A unidade da Vila Leopoldina é uma extensão da Cinemateca Brasileira da Vila Clementino e abriga grande parte do acervo do cinema brasileiro, não só filmes originais, cópias restauradas, como toda sorte de documentos, impressos ou não, que documenta a história do nosso cinema. No ano passado, uma enchente contribuiu para danos significativos no acervo da unidade. Não foi por falta de avisos, diz uma nota dos trabalhadores da Cinemateca Brasileira em manifesto lançado nessa sexta, dia 30.

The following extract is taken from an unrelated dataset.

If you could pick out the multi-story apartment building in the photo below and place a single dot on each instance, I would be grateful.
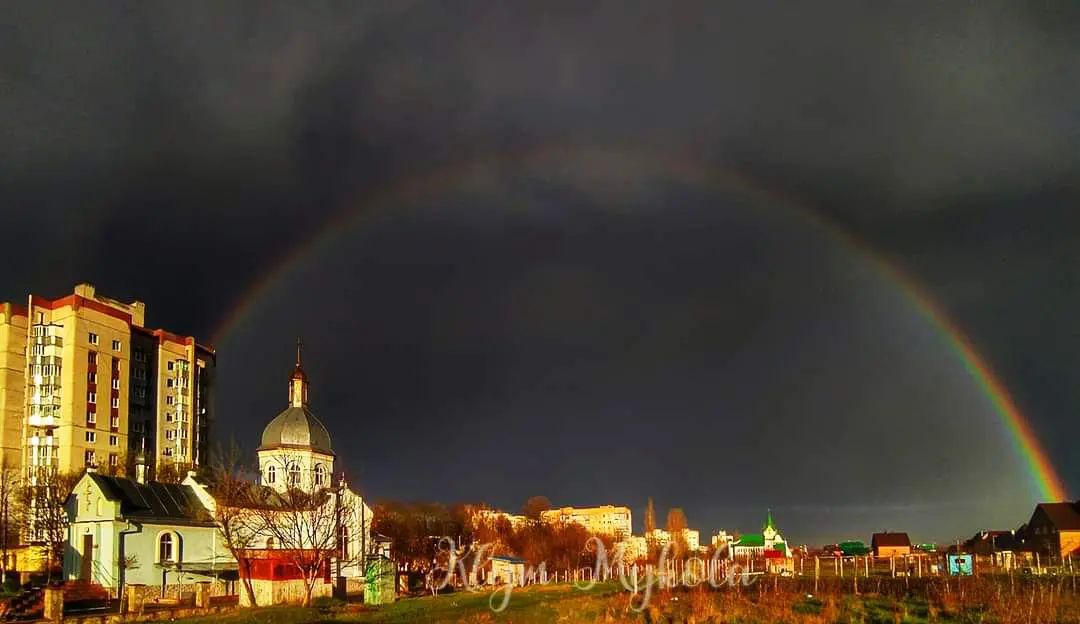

Qual a responsabilidade do “empreiteiro” Bolsonaro em relação à cinemateca e seu precioso acervo? No dia 08 de agosto do ano passado, o presidente demitiu todo o seu corpo técnico sem o pagamento dos meses trabalhados e das rescisões de contratos. Há um ano sem as equipes de manutenção e restauração, pode-se imaginar as deteriorações sofridas pelo acervo, sobretudo as películas de nitrato e acetato, facilmente danificáveis e altamente combustíveis. Como expressa a nota dos trabalhadores, “Certos danos são silenciosos, porém tão trágicos quanto um incêndio, e igualmente irrecuperáveis.”
O que continha a unidade sinistrada da Vila Leopoldina? Documentos do Fundo INC – Instituto Nacional de Cinema (1966-1975), parte de arquivos da Embrafilme – Empresa Brasileira de Filmes S.A (1969-1990), do Concine – Conselho Nacional de Cinema (1976-1990), parte do acervo do Tempo Glauber, Filmes da ECA – Escola de Comunicações e Artes da Universidade de São Paulo (USP), parte do acervo de filmes em 35mm da distribuidora Pandora Filmes, Cinejornais da Atlântida e do Canal 100. Além de objetos, mobiliários e equipamentos de cinema que formavam o museu da entidade.
Esta tentativa de apagamento da memória do país não é por acaso. É uma política de governo. Num governo que vê a arte e a cultura como inimigos não poderia ser diferente. Foi assim no nazismo hitlerista, no fascismo mussoliniano, na ditadura soviética e chinesa e nos estados religiosos fundamentalistas quando, frequentemente, artistas foram perseguidos, livros queimados em praça pública e obras de artes condenadas ao esquecimento. O neonazismo e o fascismo se apoderaram de forma cavilosa do governo Bolsonaro. Personagens esdrúxulas do alto escalão bolsonarista protagonizaram os casos mais escabrosos de incitamento ao preconceito e ao ódio.
Além de responsável, em grande parte, pela morte de mais de meio milhão de brasileiros por conta de sua política estrategicamente genocida, Bolsonaro e seus asseclas têm obcecadamente perseguido cientistas, pensadores e artistas. O cinema tem sofrido com a estagnação de editais, censura e desprezo pelas políticas exitosas dos governos anteriores. Solidarizo-me com os trabalhadores da Cinemateca Brasileira e o que eles preconizam, cujo trecho uso aqui como epílogo: “É preciso estabilidade e garantia de equipe técnica a longo prazo, oferecendo à instituição um orçamento compatível com os necessários serviços de preservação e difusão do audiovisual brasileiro.”